Zerviate

ZERVIATE- cetirizine solution/ drops
Eyevance Pharmaceuticals

1 INDICATIONS AND USAGE

ZERVIATE™ (cetirizine ophthalmic solution) 0.24% is indicated for the treatment of ocular itching associated with allergic conjunctivitis.

2 DOSAGE AND ADMINISTRATION

The recommended dosage of ZERVIATE is to instill one drop in each affected eye twice daily (approximately 8 hours apart).

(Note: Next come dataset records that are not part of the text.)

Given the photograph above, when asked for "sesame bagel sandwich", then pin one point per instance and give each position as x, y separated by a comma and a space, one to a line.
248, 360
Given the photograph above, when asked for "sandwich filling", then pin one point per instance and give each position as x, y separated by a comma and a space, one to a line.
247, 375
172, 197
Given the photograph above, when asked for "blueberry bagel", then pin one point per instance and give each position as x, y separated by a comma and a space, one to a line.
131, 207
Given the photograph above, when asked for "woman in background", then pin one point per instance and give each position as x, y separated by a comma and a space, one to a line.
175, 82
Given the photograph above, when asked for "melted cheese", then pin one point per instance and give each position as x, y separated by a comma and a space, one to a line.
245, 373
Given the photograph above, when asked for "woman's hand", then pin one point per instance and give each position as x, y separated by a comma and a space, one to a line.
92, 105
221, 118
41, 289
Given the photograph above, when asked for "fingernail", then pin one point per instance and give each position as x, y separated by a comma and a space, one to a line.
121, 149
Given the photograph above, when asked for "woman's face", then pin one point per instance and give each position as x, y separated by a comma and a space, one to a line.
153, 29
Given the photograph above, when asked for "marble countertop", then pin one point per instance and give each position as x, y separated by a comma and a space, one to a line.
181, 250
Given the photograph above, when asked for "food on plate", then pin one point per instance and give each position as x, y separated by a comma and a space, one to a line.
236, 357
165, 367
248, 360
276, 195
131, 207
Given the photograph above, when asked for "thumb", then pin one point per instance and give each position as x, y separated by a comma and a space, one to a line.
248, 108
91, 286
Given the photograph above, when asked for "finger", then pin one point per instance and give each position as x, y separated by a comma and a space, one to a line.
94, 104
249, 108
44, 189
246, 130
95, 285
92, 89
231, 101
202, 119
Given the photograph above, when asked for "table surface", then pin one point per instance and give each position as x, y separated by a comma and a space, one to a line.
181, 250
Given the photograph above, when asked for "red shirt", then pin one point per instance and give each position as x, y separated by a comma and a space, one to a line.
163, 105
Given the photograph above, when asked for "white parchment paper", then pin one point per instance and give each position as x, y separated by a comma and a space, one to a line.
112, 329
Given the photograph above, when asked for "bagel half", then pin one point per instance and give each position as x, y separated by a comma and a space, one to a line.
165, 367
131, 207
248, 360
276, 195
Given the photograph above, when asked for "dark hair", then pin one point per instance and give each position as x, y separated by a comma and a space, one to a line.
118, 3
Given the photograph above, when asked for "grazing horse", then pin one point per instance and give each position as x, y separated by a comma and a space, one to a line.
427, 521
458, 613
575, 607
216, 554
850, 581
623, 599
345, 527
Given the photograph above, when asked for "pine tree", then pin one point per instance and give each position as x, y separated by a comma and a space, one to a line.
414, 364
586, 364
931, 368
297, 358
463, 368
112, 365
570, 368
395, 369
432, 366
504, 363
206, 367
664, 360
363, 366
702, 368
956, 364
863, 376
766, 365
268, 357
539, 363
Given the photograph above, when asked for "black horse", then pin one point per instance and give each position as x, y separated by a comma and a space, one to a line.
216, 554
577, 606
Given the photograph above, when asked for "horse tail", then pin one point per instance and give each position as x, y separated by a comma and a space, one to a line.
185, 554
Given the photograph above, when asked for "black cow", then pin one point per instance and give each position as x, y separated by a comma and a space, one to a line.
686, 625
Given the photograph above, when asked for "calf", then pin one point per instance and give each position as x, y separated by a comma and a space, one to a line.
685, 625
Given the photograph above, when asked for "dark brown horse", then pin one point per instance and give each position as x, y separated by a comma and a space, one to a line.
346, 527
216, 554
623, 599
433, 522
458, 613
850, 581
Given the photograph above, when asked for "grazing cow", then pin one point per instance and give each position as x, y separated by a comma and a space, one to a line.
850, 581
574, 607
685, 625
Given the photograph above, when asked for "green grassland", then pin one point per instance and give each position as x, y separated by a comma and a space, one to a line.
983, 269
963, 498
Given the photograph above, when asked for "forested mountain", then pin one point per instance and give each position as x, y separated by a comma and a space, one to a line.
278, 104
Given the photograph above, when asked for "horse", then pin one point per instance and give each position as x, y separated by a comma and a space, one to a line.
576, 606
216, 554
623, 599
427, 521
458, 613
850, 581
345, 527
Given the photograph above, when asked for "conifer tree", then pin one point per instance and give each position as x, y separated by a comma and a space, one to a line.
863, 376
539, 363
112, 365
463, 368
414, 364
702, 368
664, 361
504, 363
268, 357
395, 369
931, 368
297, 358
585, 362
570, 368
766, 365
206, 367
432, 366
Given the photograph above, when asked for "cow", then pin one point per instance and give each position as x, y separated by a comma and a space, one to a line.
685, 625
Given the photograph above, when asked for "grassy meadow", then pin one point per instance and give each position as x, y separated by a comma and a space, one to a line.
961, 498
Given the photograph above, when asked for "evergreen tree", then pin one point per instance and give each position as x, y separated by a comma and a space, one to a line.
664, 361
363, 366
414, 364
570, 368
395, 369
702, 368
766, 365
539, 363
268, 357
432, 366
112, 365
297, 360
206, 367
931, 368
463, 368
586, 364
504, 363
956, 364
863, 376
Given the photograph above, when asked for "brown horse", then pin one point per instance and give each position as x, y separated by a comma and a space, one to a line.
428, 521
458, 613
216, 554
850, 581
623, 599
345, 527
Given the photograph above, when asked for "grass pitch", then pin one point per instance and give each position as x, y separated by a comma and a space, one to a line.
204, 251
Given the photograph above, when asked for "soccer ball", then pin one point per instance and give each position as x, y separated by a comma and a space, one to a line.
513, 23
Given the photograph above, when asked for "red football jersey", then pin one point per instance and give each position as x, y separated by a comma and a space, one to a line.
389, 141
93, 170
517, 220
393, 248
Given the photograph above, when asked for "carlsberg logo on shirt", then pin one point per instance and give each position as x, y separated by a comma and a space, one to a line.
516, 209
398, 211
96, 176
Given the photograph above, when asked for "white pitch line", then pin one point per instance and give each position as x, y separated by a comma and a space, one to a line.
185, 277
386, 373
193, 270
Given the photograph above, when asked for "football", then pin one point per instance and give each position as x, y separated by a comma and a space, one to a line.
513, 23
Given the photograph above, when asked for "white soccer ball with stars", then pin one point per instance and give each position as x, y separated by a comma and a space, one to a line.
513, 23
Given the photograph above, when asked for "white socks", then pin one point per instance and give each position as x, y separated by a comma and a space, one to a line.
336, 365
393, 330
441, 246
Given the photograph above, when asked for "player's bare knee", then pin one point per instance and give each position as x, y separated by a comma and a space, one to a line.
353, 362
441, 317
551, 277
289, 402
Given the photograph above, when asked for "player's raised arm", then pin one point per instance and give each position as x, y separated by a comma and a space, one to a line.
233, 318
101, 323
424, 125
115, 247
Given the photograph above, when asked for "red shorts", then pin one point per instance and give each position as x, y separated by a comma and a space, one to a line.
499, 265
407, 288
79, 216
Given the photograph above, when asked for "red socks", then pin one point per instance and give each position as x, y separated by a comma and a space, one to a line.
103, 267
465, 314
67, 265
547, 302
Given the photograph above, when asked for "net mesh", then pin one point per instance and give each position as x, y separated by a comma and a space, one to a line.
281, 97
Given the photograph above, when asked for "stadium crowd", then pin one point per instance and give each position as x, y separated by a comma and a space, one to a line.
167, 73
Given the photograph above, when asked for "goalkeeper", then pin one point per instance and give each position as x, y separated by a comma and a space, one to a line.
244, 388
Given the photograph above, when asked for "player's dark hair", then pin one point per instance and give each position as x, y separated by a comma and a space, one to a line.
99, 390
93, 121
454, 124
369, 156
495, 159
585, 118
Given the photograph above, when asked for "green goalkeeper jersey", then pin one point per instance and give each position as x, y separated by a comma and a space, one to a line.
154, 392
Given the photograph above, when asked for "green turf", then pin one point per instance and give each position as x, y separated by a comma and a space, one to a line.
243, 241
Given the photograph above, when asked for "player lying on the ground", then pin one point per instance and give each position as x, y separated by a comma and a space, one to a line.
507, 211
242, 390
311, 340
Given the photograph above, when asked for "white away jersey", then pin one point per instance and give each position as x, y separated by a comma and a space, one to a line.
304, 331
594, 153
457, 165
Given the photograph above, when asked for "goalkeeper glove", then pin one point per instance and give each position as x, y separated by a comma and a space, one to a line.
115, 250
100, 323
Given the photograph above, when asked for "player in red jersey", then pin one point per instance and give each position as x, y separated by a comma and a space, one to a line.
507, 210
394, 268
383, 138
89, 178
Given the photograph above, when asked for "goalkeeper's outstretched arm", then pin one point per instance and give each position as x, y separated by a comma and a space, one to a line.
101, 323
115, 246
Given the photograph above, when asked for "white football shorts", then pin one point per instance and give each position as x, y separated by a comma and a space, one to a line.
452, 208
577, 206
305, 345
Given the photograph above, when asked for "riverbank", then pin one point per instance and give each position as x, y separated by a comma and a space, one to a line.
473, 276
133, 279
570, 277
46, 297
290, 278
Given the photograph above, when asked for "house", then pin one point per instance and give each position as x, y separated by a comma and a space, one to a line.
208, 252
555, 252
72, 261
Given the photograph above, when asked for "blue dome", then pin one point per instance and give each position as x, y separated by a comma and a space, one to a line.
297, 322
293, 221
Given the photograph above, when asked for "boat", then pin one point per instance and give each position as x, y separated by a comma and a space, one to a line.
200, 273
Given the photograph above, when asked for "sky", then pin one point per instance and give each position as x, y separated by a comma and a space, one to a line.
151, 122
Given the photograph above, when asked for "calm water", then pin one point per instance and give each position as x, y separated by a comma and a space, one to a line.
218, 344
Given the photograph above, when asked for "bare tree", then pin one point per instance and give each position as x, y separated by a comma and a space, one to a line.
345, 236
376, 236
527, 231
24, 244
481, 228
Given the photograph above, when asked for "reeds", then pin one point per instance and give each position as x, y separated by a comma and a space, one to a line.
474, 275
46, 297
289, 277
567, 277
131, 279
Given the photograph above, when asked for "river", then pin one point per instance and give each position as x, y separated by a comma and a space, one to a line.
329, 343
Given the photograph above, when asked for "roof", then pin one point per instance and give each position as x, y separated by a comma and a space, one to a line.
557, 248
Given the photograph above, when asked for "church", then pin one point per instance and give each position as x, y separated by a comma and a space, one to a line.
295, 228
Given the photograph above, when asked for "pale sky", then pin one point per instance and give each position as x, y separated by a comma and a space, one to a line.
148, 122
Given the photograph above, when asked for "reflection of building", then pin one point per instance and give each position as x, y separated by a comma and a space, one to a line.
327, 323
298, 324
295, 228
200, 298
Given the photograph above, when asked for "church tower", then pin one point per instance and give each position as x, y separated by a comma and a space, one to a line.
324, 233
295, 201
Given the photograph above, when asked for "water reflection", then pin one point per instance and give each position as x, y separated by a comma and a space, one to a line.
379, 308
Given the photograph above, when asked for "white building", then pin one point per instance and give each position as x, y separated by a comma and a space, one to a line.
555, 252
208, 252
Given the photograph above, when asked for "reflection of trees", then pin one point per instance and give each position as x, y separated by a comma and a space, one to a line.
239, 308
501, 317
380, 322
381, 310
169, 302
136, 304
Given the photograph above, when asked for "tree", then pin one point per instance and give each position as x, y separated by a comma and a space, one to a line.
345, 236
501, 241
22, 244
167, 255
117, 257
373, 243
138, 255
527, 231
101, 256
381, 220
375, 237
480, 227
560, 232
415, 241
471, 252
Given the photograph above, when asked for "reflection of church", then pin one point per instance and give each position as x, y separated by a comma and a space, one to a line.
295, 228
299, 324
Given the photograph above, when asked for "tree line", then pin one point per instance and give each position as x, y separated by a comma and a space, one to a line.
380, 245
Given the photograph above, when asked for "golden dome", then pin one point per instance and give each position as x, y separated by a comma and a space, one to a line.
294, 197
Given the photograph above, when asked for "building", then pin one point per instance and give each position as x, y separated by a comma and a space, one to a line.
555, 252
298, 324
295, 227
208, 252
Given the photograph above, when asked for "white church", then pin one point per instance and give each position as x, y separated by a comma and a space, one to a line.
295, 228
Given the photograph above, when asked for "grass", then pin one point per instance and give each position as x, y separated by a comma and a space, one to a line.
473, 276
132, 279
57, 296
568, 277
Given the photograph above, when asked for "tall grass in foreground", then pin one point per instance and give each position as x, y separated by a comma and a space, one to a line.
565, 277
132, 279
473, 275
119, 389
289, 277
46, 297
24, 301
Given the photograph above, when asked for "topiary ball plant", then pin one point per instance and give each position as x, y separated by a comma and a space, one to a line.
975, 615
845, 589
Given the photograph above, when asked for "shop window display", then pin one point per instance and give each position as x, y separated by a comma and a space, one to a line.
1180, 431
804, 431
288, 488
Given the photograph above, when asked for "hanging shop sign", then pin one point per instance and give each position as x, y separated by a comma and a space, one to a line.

│The single-use containers are to be used immediately after opening and can be used to dose both eyes. Discard the single-use container and any remaining contents after administration. The single-use │containers should be stored in the original foil pouch until ready to use.

3 DOSAGE FORMS AND STRENGTHS

Cetirizine ophthalmic solution, 0.24% is a sterile, buffered, clear, colorless aqueous solution containing cetirizine 0.24% (equivalent to cetirizine hydrochloride 0.29%).

4 CONTRAINDICATIONS

None.

5 WARNINGS AND PRECAUTIONS

5.1 Contamination of Tip and Solution

│As with any eye drop, care should be taken not to touch the eyelids or surrounding areas with the dropper tip of the bottle or tip of the single- use container in order to avoid injury to the eye and to prevent │contaminating the tip and solution. Keep the multi-dose bottle closed when not in use. Discard the single-use container after using in each eye.

5.2 Contact Lens Wear

Patients should be advised not to wear a contact lens if their eye is red.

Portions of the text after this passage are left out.